Il brano ora si sta sviluppando con un assolo di tromba incastonato su un "basso ostinato" sul fa, che precede i fischi e la riesposizione del tema trainante.

Su un ritmo simile ad una habanera si sviluppa un dolce tema con tonica in sol, il quale ben presto non disdegna profondissime aperture armoniche. Quanta armonia c'è, i salentini dovrebbero farne tesoro ma credo che risulterà loro difficile.

Il brano sta continuando a scorrere, guidato dal clarinetto, strumento da noi poco valutato nella musica popolare in nome dell'idolatria generalizzata all'insipido (e scusate!) flauto dolce. Il brano dà tutta l'idea di essere una serenata suonata davanti ad un'ipotetica finestra.

Ma ecco che il ritmo si fa di nuovo vorticoso, con un ennesimo brano in sol minore, che è ancora una volta caratterizzato da certi "bassi ostinati" che non annoiano perché sono riarmonizzati e riequilibrati da molta ricchezza melodica (anche qui: imparate salentini!).

Brano apparentemente lento in fa, iniziato da un basso ostinato in fa. Quando il basso sparisce il brano diventa vorticoso, è caratterizzato dalle solite alternanze tra scale maggiori e minori, però stavolta quando si va in minore si cambia di tono, toccando il sibemolle.

Molto bello ma secondo me dovevano suonare di più i salentini: è o non è questo il festival della nostra musica popolare per eccellenza per quanto contaminata, sporcata e forse sputtanata?

Avrebbero potuto fare benissimo mezz'ora le 'ngracalate, avrebbero potuto ma non l'hanno fatto.

Si è sentito il tormentone insopportabile (in cui purtroppo sono caduti pure gli Zoè nelle ultime date da me viste) sull'acquisto dei cd, pace.

Si è sentita una pubblicità, probabilmente inizia l'incubo fra qualche minuto.

Scusate lo scetticismo ma non condivido questo festival, ora anche per esperienza diretta della tappa di Zollino.
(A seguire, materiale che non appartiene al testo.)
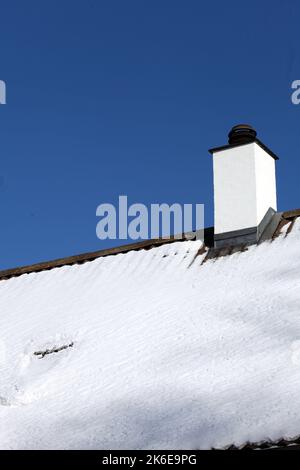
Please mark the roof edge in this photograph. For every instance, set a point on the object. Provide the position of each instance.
(91, 256)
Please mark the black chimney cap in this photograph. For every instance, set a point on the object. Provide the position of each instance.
(241, 134)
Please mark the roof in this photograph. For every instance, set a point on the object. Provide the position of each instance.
(168, 351)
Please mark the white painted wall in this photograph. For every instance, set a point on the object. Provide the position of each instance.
(244, 187)
(265, 182)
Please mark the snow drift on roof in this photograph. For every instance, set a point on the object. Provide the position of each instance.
(163, 355)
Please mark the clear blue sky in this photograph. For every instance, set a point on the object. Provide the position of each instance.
(125, 97)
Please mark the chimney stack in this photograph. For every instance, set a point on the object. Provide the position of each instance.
(244, 188)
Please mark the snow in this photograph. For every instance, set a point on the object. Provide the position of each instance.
(166, 355)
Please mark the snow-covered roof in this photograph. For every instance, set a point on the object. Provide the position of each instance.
(162, 351)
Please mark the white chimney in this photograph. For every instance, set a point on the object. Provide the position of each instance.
(244, 188)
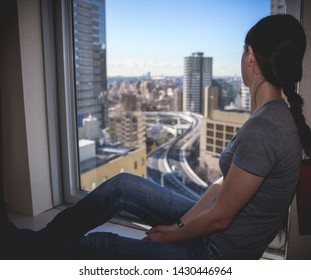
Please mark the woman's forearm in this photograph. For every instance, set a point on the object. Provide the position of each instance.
(205, 202)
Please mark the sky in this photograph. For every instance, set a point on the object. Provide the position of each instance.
(155, 35)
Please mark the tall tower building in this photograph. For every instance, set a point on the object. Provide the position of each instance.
(90, 60)
(197, 75)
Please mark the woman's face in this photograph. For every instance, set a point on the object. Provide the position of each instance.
(245, 68)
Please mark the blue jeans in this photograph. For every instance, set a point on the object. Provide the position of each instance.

È una baraonda dove la musica popolare è ridotta veramente a musica di consumo, fanno pizziche e canti popolari come potrebberofare qualsiasi cosa. Ripeto: meglio le sagre di paese.

Il pubblico si è ridato di nuovo alle sue grida, stiamo aspettando chissà che.
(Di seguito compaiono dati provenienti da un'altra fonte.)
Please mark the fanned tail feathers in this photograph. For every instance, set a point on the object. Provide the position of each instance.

Vorrei nel frattempo approfittare per soffiare sul fuochino delle polemiche sulla disparità fra Uccio e "Zimba". Non so quanti di voi ricordano che nel 2008 ben metà concertone fu tradizionale, ad eccezione o quasi di quella grandissima pagliacciata (e mi fa male il cuore) dei cantori di Villa Castelli e Mario Salvi. C'erano Giovanni Avantaggiato, Uccio, gli Zoè, gli Zimbaria e addirittura Edoardo Winspeare.
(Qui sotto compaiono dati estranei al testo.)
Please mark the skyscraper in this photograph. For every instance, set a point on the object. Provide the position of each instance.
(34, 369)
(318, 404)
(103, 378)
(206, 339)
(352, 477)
Addirittura, dopo una versione vergognosa dell'inno nazionale fatta con la chitarra elettrica e distorta (perché noi dobbiamo sempre imitare qualcuno!) si ascolta Gianni Morandi cantare Sergio Endrigo (non capisco se sto vivendo un incubo o è vero, la canzone è bella ma che c'entra). Comunque la canzone è "Te lo leggo negli occhi", meravigliosa canzone d'amore lanciata da Dino. Io ripeto che qui siamo in un altissimo livello, ma mi chiedo che c'entra. Potevamo far durare gli interventi il giusto. Stessa identica considerazione feci a Zollino con le mie amiche che mi accompagnavano. Stiamo tutti aspettando che venga montato il mostruoso palco, che il baraccone attacchi, che il presunto futuro della musica salentina nasca.

E prima bisogna anche sentire lo Zecchino d'oro, mamma mia, Santu Paulu meu de le tarante, de li scurzuni e de tutti l'animali de lu munnu!

Il brano è "44 gatti", inno di tutti i centomila gatti che sono lì in piazza ad aspettare di buttarsi in un concerto rock dove la musica popolare è sfruttata e basta.

E perfino la musica classica viene scomodata per attendere Einaudi ed i suoi arrangiamenti. Si ascolta il "Nessun dorma" dalla "Turandot" di Puccini. Bellissima, ovvio, ma che c'entra. Va bene che i momenti di attesa a nessun concerto sono riempiti con musica in tema col concerto stesso, però insomma non ne potrei più, anche pensando all'immane ingiustizia fatta ai gruppi salentini che non hanno avuto il giusto peso.

In attesa si può anche ascoltare la "Volta la carta" di De Andrè live con la PFM. Almeno, dio sia lodato, questa è una tarantella. Ovvio la critica resta tutta.

E scusate se non riesco a parlarvi del concertone nella sua parte enaudiana, non ho pazienza. Questo ho fatto!